Bob McKay

No. 78, 66
- Positions: Tackle, Guard

Personal information
- Born: December 27, 1947 Seminole, Texas, U.S.
- Died: September 10, 2026 (aged 78)
- Listed height: 6 ft 5 in (1.96 m)
- Listed weight: 260 lb (118 kg)

Career information
- High school: Crane (Crane, Texas)
- College: Texas (1968-1969)
- NFL draft: 1970: 1st round, 21st overall pick

Career history
- Cleveland Browns (1970–1975); New England Patriots (1976–1978);

Awards and highlights
- National champion (1969); Consensus All-American (1969); First-team All-SWC (1969);

Career NFL statistics
- Games played: 105
- Games started: 71
- Fumble recoveries: 2
- Stats at Pro Football Reference
- College Football Hall of Fame

= Bob McKay =

American football player (1947–2026)

Robert Charles McKay (December 27, 1947 – September 10, 2026) was an American professional football player who was an offensive lineman in the National Football League (NFL) from 1970 through 1978 with the Cleveland Browns and New England Patriots. He played college football for the Texas Longhorns.

== College career ==
As a college player at the University of Texas at Austin, McKay earned consensus All-American honors during the 1969 season, helping lead the Longhorns to a perfect season and the national championship.

McKay was inducted into the University of Texas Hall of Honor in 1990 and the National Football Foundation College Football Hall of Fame in 2017. He was also selected for the Texas High School Football Hall of Fame in 2012.

== Professional career ==
McKay was selected 21st overall in first round of the 1970 NFL Draft by the Browns.

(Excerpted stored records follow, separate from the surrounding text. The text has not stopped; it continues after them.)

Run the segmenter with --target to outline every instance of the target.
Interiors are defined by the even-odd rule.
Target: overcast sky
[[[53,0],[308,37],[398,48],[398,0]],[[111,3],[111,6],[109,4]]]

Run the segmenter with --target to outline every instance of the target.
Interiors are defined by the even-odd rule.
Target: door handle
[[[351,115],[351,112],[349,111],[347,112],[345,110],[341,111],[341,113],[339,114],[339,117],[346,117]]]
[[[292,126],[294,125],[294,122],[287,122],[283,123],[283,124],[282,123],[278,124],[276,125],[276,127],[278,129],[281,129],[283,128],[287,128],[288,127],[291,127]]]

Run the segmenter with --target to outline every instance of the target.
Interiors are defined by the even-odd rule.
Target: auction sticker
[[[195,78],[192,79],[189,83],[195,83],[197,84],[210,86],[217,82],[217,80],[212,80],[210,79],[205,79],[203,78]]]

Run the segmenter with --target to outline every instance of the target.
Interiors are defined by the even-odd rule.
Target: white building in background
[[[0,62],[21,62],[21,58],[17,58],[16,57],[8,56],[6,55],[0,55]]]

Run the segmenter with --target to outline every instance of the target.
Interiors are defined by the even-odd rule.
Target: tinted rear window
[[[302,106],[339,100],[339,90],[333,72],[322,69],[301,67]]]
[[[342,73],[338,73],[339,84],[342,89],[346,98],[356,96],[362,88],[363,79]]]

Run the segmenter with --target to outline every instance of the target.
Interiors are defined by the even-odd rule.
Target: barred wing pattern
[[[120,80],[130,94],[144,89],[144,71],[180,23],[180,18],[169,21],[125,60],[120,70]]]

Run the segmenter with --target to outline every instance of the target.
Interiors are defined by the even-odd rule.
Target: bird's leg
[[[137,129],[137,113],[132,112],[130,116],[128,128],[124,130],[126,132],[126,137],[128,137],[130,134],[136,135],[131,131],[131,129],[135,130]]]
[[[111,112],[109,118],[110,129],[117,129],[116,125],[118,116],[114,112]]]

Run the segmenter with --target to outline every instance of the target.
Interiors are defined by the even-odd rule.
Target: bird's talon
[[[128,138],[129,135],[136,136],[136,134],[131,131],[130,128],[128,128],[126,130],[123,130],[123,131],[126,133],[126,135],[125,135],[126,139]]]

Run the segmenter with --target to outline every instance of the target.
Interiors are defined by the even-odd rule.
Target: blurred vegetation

During an 1975 Browns home game against the rival Pittsburgh Steelers, defensive tackle "Mean" Joe Greene repeatedly kicked McKay in the groin. Greene was soon wrestled to the ground and punched by center Tom DeLeone and tight end Gary Parris, allowing McKay infamously to throw several haymakers on Greene before referees restored order.

== Death ==
McKay died on September 10, 2026, at the age of 78.